Oggettivamente era però difficile fotografare qualcosa di diverso, soprattutto nel centro del paese, e lo stesso Giacomelli, quel fatidico giorno del 1957, si accingeva rassegnato a scattare un quadretto tradizionale con alcune donne in nero, quattro per l’esattezza, e un bambino che camminava nel mezzo, fino al fatto imprevisto, che avrebbe cambiato per sempre la sua vita e la storia della fotografia: stampando la foto in camera oscura l’autore si rese conto che il ragazzino aveva una espressione beffarda, inquietante, quasi di sfida, sembrava materializzatosi dal nulla, con la sua posa curiosa, la presenza totalmente incoerente con il contesto, le orecchie a sventola e le mani in tasca.

In poche parole si era verificato uno di quei rari miracoli che lo studioso Roland Barthes definiva come “punctum”, ossia l’energia autonoma di una immagine, dal momento che l’espressione furba e spensierata del ragazzino che camminava in un sentiero di luce contrastava totalmente con quella rassegnata e triste delle donne in nero.

Mentre stampava dal negativo l’autore si rese conto delle straordinarie potenzialità della foto, ma dovette compiere ancora un miracolo, dando una esposizione separata a ciascuna delle figure ed evidenziando i contrasti di luce sul viso e sul collo della camicia del ragazzino.

Giacomelli espose l’immagine in stampa per 30 secondi, poi il ragazzo per altri due minuti, e le due donne ai suoi fianchi per svariati minuti: ancora oggi gli studiosi di tutto il mondo si domandano come sia stato possibile ottenere un bilanciamento così incredibile, un vero e proprio capolavoro, per altri ancora un vero e proprio mistero.

La particolarità e il fascino beffardo di quest’opera iniziarono a fare il giro del mondo, finché il Museum of Modern Art di New York la inserì in una mostra importantissima, nel 1964.

Un altro mistero accompagnava la fotografia, legato alle generalità delle persone ritratte, fino a quando la giornalista Simona Guerra, nipote di Giacomelli, non ha deciso di tornare a Scanno, sulle tracce del bambino, e dopo alcune faticose ricerche ha scoperto che il ragazzino si chiamava Claudio De Cola, e da adolescente era stato mandato a L’Aquila, a studiare in un convento, e poi in Toscana, dove vive ancora oggi. Anche le signore ritratte ai fianchi di Claudio hanno finalmente avuto u nome, quella a sinistra si chiamava Sapienza, quella di destra Paolina.

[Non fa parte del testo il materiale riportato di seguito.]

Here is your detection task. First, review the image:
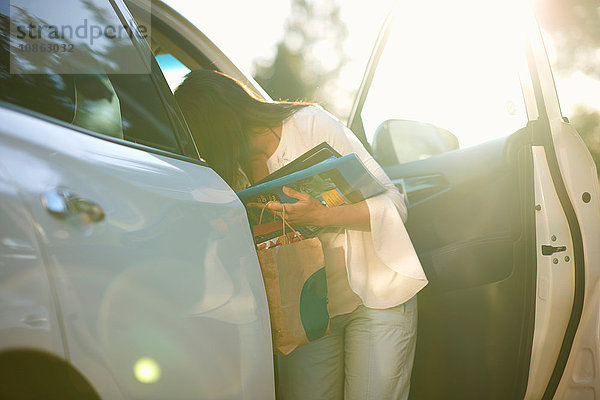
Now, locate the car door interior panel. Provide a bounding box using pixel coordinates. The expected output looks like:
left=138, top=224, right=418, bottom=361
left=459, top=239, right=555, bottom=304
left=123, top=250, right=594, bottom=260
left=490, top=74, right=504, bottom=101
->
left=386, top=129, right=535, bottom=399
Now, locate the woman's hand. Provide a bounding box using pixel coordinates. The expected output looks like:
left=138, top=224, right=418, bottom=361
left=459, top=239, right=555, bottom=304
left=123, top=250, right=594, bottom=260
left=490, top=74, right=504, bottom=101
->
left=248, top=186, right=371, bottom=231
left=248, top=186, right=330, bottom=226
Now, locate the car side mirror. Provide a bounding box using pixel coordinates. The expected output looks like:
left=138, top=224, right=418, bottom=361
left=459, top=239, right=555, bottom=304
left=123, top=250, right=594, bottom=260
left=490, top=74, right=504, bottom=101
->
left=372, top=119, right=459, bottom=166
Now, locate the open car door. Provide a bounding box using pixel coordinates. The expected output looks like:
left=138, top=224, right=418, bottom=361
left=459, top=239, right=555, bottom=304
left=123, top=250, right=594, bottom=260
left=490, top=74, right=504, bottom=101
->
left=348, top=0, right=600, bottom=399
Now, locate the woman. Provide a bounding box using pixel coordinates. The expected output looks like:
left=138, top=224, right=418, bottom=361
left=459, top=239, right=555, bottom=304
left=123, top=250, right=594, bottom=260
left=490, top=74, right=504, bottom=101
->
left=175, top=70, right=427, bottom=400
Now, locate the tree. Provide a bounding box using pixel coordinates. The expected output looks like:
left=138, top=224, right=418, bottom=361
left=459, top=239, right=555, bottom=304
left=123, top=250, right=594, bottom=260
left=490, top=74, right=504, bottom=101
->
left=571, top=106, right=600, bottom=176
left=536, top=0, right=600, bottom=78
left=254, top=0, right=347, bottom=115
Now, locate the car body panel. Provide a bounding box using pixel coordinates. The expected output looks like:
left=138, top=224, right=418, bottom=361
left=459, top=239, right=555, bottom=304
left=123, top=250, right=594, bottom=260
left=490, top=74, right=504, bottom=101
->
left=348, top=1, right=600, bottom=398
left=0, top=109, right=274, bottom=399
left=0, top=157, right=65, bottom=358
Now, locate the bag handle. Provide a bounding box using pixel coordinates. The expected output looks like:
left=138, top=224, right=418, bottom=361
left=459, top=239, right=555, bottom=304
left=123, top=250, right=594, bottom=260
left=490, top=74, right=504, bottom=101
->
left=258, top=200, right=302, bottom=244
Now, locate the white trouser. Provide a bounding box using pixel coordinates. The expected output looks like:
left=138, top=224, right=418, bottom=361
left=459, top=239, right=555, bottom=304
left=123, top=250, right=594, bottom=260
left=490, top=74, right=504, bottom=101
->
left=278, top=296, right=417, bottom=400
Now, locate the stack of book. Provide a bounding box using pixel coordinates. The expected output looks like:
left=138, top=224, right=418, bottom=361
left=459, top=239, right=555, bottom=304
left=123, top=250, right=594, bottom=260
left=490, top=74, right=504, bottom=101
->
left=237, top=143, right=386, bottom=249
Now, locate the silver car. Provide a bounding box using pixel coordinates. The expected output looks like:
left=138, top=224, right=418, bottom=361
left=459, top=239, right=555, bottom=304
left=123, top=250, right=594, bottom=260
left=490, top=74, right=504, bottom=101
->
left=0, top=0, right=600, bottom=400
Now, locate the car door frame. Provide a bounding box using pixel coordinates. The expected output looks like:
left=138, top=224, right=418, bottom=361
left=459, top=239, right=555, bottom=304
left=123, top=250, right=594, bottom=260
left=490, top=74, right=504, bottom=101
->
left=347, top=1, right=598, bottom=399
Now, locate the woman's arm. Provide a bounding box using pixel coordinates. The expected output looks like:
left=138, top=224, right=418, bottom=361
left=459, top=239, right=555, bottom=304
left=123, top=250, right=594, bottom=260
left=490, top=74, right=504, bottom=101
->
left=248, top=187, right=371, bottom=231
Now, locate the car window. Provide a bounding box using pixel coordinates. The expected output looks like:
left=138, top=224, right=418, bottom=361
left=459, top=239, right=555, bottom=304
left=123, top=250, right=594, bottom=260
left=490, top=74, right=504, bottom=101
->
left=0, top=0, right=181, bottom=154
left=361, top=0, right=527, bottom=163
left=156, top=54, right=190, bottom=92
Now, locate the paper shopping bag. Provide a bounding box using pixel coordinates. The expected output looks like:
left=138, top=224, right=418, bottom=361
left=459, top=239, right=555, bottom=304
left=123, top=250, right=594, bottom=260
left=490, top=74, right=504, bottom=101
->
left=257, top=238, right=329, bottom=355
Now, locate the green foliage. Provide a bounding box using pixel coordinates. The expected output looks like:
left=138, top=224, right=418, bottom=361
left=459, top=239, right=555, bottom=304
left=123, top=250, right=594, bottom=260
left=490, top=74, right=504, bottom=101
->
left=536, top=0, right=600, bottom=176
left=254, top=0, right=347, bottom=113
left=571, top=107, right=600, bottom=176
left=536, top=0, right=600, bottom=78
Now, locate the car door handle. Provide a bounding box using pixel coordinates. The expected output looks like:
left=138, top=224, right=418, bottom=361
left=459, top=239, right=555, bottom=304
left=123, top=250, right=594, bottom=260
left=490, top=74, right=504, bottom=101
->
left=42, top=189, right=104, bottom=222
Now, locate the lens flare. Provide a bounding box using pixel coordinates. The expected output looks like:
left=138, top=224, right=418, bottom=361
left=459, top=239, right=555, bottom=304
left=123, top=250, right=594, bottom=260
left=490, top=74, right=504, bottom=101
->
left=133, top=357, right=160, bottom=383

La straordinaria vicenda della foto del “bambino di Scanno” ci rivela una volta di più la grande potenza delle immagini, che insieme a quelle in movimento del cinema costituiscono una formidabile macchina del tempo, a nostra disposizione, in grado di rievocare atmosfere, volti, attimi del passato, e, come in questo caso particolare, anche un appassionante “mistero”.